On December 17, 2015, Brown uploaded the music video for "Picture Me Rollin'" on his YouTube and Vevo account. The video was directed by Chris Brown, and is part of the Royalty music videos storyline. Scott Disick, French Montana, Kid Red, ASAP Ferg, and ASAP Rocky make cameo appearances in the video.

===Synopsis===
The video follows the conclusion of Brown's "Anyway" music video. After breaking up with his girlfriend in his car, Brown gets a call from Scott Disick inviting him to a house party. In the party, shot in Brown's Los Angeles mansion, the singer is seen dancing, smoking and celebrating with his friends. He takes a break from partying to hang with a few girls in a bouncy castle, but things get heated when a goon cuts off the party's music to threaten Brown.
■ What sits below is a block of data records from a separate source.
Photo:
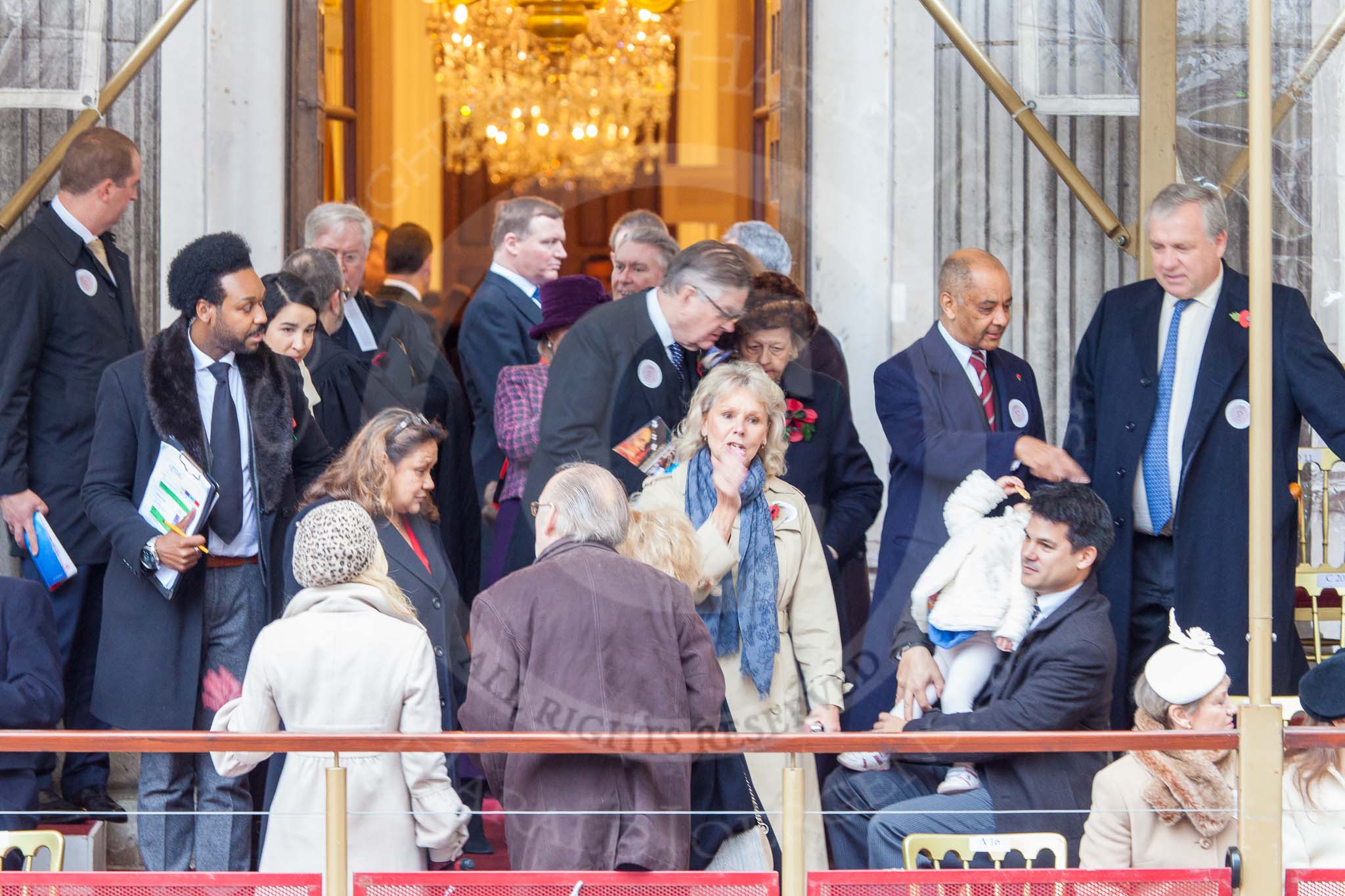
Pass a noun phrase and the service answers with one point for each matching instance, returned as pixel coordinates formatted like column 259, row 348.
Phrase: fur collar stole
column 171, row 395
column 1188, row 784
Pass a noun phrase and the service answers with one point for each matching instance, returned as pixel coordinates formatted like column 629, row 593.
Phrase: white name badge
column 87, row 281
column 650, row 373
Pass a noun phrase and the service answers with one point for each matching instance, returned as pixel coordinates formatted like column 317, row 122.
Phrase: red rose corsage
column 799, row 422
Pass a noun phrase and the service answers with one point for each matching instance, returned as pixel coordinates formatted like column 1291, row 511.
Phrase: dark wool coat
column 588, row 641
column 57, row 344
column 148, row 672
column 1111, row 406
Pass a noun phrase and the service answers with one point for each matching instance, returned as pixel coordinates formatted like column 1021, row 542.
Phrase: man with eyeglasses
column 628, row 363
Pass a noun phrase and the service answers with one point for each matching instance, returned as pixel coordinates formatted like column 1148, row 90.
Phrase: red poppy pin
column 799, row 422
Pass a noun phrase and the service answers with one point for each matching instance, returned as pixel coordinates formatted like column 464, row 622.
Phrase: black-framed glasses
column 718, row 309
column 412, row 417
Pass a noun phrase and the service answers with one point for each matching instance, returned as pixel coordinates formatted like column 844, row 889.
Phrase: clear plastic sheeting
column 51, row 53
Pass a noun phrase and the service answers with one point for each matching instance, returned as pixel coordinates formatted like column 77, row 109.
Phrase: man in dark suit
column 240, row 413
column 627, row 363
column 407, row 258
column 408, row 370
column 69, row 308
column 1160, row 416
column 529, row 244
column 951, row 403
column 30, row 692
column 1059, row 679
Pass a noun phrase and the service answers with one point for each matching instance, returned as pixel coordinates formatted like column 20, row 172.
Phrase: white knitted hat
column 1188, row 668
column 334, row 543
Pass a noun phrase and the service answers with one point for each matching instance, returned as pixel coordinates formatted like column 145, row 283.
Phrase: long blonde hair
column 724, row 379
column 362, row 471
column 1309, row 765
column 377, row 576
column 663, row 539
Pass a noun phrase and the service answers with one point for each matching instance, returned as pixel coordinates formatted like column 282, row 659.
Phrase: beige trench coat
column 808, row 636
column 342, row 661
column 1314, row 833
column 1125, row 832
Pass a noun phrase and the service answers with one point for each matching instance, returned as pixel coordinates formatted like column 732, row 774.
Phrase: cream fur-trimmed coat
column 810, row 641
column 342, row 660
column 977, row 574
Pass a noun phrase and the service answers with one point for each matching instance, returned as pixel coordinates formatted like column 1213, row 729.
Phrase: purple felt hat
column 565, row 300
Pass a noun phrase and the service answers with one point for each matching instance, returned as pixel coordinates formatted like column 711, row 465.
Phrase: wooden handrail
column 627, row 743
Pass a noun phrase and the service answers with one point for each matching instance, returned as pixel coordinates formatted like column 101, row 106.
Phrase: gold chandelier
column 560, row 91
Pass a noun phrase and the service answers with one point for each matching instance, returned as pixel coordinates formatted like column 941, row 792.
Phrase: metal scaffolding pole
column 1261, row 747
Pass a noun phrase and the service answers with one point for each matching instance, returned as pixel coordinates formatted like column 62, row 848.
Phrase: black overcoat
column 58, row 341
column 148, row 673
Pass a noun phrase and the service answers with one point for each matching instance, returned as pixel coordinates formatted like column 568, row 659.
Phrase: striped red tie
column 988, row 398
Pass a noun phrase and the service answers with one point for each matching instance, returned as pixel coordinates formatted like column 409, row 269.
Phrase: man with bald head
column 951, row 403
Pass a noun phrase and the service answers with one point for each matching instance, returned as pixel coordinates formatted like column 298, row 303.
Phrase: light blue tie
column 1157, row 488
column 677, row 356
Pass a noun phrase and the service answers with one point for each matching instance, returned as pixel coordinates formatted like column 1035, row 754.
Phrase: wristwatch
column 150, row 557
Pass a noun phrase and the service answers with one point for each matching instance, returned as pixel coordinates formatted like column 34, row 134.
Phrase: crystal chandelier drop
column 563, row 92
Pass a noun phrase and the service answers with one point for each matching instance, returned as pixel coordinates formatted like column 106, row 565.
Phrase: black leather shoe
column 54, row 811
column 100, row 805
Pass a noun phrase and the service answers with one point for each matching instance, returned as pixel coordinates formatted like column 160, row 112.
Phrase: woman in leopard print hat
column 349, row 654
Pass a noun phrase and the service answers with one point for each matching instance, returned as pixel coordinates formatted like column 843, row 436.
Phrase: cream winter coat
column 341, row 660
column 810, row 641
column 977, row 575
column 1314, row 833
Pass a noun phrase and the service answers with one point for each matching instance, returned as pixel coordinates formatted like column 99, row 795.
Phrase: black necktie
column 227, row 461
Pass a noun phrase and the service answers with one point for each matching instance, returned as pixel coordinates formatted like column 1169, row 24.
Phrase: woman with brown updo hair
column 825, row 458
column 386, row 469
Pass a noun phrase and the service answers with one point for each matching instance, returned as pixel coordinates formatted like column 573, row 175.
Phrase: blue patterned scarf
column 747, row 610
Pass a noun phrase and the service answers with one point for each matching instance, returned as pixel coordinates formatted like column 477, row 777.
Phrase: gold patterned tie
column 100, row 253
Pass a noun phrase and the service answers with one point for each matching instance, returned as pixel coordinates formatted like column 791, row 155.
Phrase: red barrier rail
column 569, row 883
column 1323, row 882
column 141, row 883
column 642, row 742
column 1038, row 882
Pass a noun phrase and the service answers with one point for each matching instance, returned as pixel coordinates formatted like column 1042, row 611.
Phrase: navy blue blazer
column 1113, row 398
column 494, row 335
column 1059, row 679
column 58, row 343
column 939, row 435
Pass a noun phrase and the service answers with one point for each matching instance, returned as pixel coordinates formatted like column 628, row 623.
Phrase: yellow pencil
column 200, row 547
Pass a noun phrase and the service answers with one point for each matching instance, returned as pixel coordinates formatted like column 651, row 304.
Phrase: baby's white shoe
column 959, row 781
column 865, row 761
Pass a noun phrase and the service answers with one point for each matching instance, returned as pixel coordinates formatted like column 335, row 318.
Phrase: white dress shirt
column 245, row 543
column 661, row 323
column 1051, row 602
column 1191, row 347
column 76, row 224
column 403, row 284
column 963, row 355
column 518, row 280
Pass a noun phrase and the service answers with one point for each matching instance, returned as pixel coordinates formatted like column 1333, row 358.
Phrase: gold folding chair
column 30, row 842
column 965, row 847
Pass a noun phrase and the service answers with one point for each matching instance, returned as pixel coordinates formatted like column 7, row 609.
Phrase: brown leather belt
column 217, row 562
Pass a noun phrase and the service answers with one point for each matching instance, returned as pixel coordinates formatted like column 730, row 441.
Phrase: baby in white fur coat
column 971, row 603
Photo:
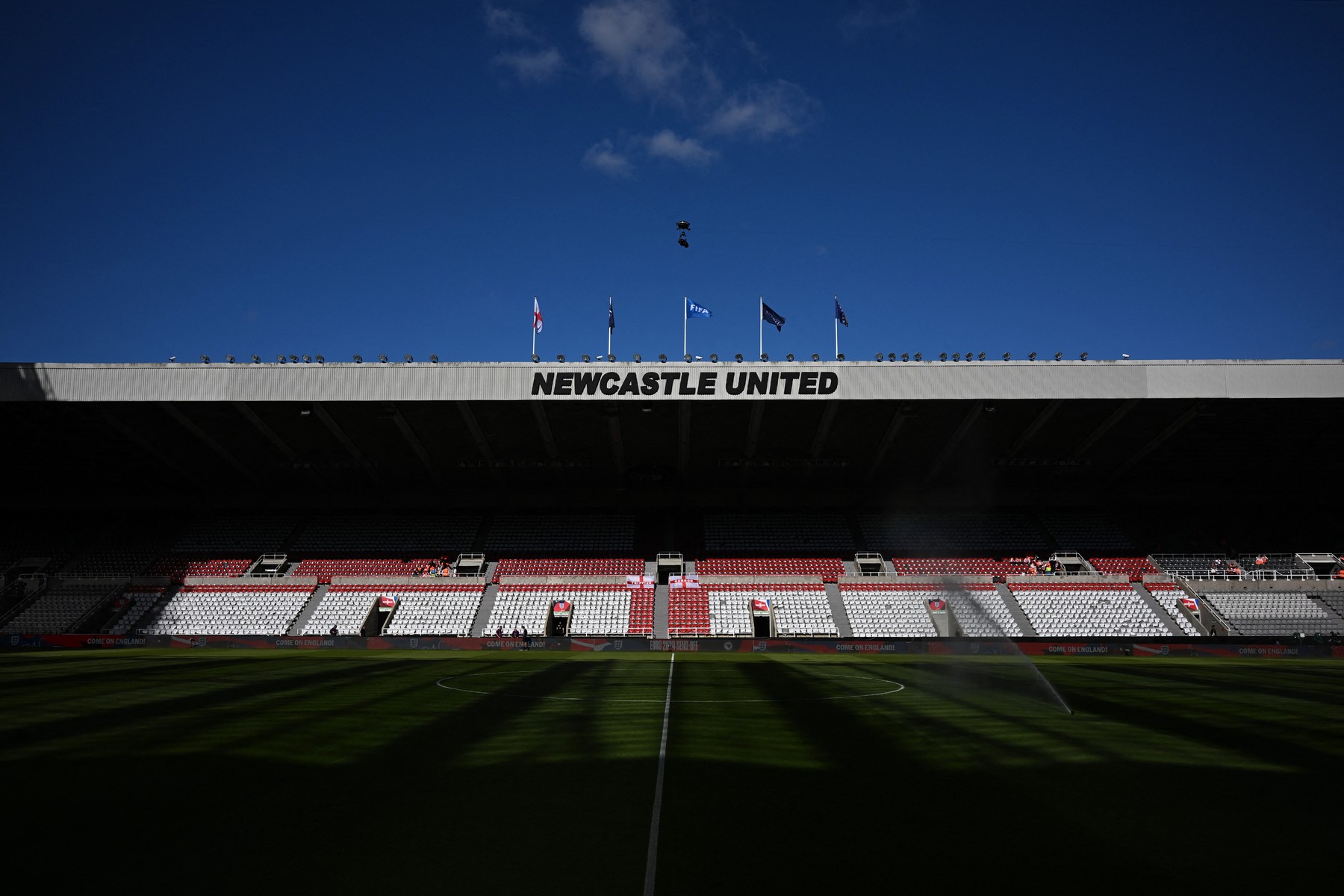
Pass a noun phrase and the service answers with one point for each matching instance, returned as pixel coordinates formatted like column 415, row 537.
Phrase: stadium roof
column 683, row 435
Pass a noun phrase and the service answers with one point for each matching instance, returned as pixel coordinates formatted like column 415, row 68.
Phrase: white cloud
column 534, row 66
column 688, row 152
column 604, row 158
column 874, row 16
column 638, row 43
column 765, row 112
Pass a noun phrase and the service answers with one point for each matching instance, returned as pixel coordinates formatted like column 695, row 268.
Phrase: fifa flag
column 772, row 316
column 697, row 311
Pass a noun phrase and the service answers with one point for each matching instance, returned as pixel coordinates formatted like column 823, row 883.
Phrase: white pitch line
column 658, row 791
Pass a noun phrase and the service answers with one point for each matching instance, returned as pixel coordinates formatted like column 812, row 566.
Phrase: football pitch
column 600, row 773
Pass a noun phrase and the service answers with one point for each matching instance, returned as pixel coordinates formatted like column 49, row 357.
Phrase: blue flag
column 697, row 311
column 771, row 316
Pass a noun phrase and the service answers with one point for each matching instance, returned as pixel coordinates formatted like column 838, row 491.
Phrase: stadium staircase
column 1159, row 610
column 1015, row 609
column 314, row 602
column 660, row 610
column 483, row 615
column 838, row 613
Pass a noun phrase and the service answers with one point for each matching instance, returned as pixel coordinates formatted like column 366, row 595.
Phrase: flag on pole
column 697, row 311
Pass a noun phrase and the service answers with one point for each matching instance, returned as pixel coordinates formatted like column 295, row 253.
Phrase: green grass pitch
column 507, row 773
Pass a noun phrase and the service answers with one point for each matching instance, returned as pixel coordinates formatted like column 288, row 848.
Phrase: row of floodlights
column 892, row 356
column 307, row 359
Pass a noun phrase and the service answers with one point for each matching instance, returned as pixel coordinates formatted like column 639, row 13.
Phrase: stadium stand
column 585, row 567
column 1078, row 609
column 800, row 610
column 235, row 609
column 1273, row 613
column 520, row 535
column 1090, row 532
column 519, row 605
column 1135, row 567
column 887, row 610
column 828, row 568
column 980, row 610
column 600, row 609
column 776, row 534
column 60, row 608
column 420, row 609
column 1167, row 594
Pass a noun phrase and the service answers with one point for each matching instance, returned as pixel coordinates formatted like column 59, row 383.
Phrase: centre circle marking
column 546, row 696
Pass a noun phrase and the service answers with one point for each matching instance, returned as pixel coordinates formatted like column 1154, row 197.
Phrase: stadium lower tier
column 685, row 606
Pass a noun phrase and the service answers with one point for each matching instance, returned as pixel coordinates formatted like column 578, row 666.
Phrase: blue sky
column 1159, row 179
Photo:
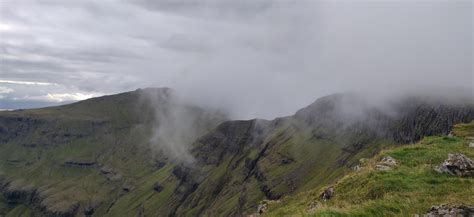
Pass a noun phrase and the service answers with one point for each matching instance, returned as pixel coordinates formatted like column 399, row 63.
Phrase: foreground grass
column 410, row 188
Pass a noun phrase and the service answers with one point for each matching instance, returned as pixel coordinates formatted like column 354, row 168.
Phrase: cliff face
column 100, row 151
column 245, row 161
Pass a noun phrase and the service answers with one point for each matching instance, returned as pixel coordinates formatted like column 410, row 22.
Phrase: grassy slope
column 103, row 130
column 412, row 187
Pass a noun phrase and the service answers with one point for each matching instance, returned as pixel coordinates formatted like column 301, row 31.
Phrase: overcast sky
column 258, row 58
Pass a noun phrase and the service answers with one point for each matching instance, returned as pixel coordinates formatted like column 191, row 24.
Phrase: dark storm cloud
column 258, row 58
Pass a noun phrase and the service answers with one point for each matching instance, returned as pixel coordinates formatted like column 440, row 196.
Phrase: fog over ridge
column 255, row 58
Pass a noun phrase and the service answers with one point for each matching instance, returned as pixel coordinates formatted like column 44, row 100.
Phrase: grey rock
column 387, row 163
column 450, row 211
column 327, row 194
column 458, row 165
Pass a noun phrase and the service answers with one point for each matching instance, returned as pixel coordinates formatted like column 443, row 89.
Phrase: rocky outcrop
column 387, row 163
column 80, row 164
column 458, row 165
column 450, row 211
column 327, row 194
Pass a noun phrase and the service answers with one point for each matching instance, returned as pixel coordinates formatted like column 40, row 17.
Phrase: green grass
column 412, row 187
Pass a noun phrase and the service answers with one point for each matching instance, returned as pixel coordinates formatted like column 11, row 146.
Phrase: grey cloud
column 258, row 58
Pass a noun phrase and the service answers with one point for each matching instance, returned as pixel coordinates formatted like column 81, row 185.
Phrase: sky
column 255, row 58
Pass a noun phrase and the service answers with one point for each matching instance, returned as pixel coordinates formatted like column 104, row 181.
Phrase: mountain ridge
column 237, row 163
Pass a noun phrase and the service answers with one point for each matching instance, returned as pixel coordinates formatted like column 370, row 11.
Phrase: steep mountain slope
column 244, row 161
column 412, row 187
column 77, row 159
column 95, row 158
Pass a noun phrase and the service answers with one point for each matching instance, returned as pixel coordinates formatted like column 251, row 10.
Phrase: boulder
column 387, row 163
column 450, row 211
column 327, row 194
column 262, row 206
column 458, row 165
column 158, row 187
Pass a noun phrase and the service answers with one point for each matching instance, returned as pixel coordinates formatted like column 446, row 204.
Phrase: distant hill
column 146, row 153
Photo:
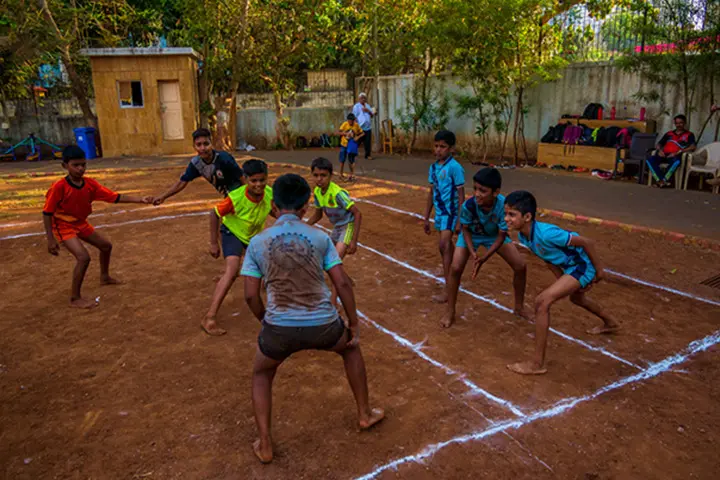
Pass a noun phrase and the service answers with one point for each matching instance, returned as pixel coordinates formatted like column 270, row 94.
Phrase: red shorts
column 66, row 230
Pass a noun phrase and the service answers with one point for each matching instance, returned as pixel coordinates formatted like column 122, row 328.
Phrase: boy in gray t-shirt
column 292, row 257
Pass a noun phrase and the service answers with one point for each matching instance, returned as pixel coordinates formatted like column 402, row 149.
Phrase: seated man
column 670, row 150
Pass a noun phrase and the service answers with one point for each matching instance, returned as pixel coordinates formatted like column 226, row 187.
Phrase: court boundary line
column 653, row 370
column 417, row 349
column 639, row 281
column 377, row 252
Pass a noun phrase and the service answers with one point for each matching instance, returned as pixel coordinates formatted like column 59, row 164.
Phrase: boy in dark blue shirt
column 219, row 168
column 570, row 257
column 483, row 225
column 446, row 195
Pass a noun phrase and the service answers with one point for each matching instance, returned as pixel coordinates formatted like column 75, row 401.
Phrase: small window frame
column 142, row 94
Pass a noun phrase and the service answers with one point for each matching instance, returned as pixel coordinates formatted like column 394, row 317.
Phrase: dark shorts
column 232, row 246
column 344, row 154
column 279, row 343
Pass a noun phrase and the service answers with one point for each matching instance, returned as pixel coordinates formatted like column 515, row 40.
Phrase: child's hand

The music video ends with the singer's friends supposedly hurting the goon.

== Charts ==

Chart performance for "Picture Me Rollin'"
| Chart (2016) | Peak position |
|---|---|
| UK Hip Hop/R&B (OCC) | 25 |
| US Hot R&B/Hip-Hop Songs (Billboard) | 50 |

==Certifications==

Certifications for "Picture Me Rollin'"
| Region | Certification | Certified units/sales |
| New Zealand (RMNZ) | Gold | 15,000^{‡} |
^{‡} Sales+streaming figures based on certification alone.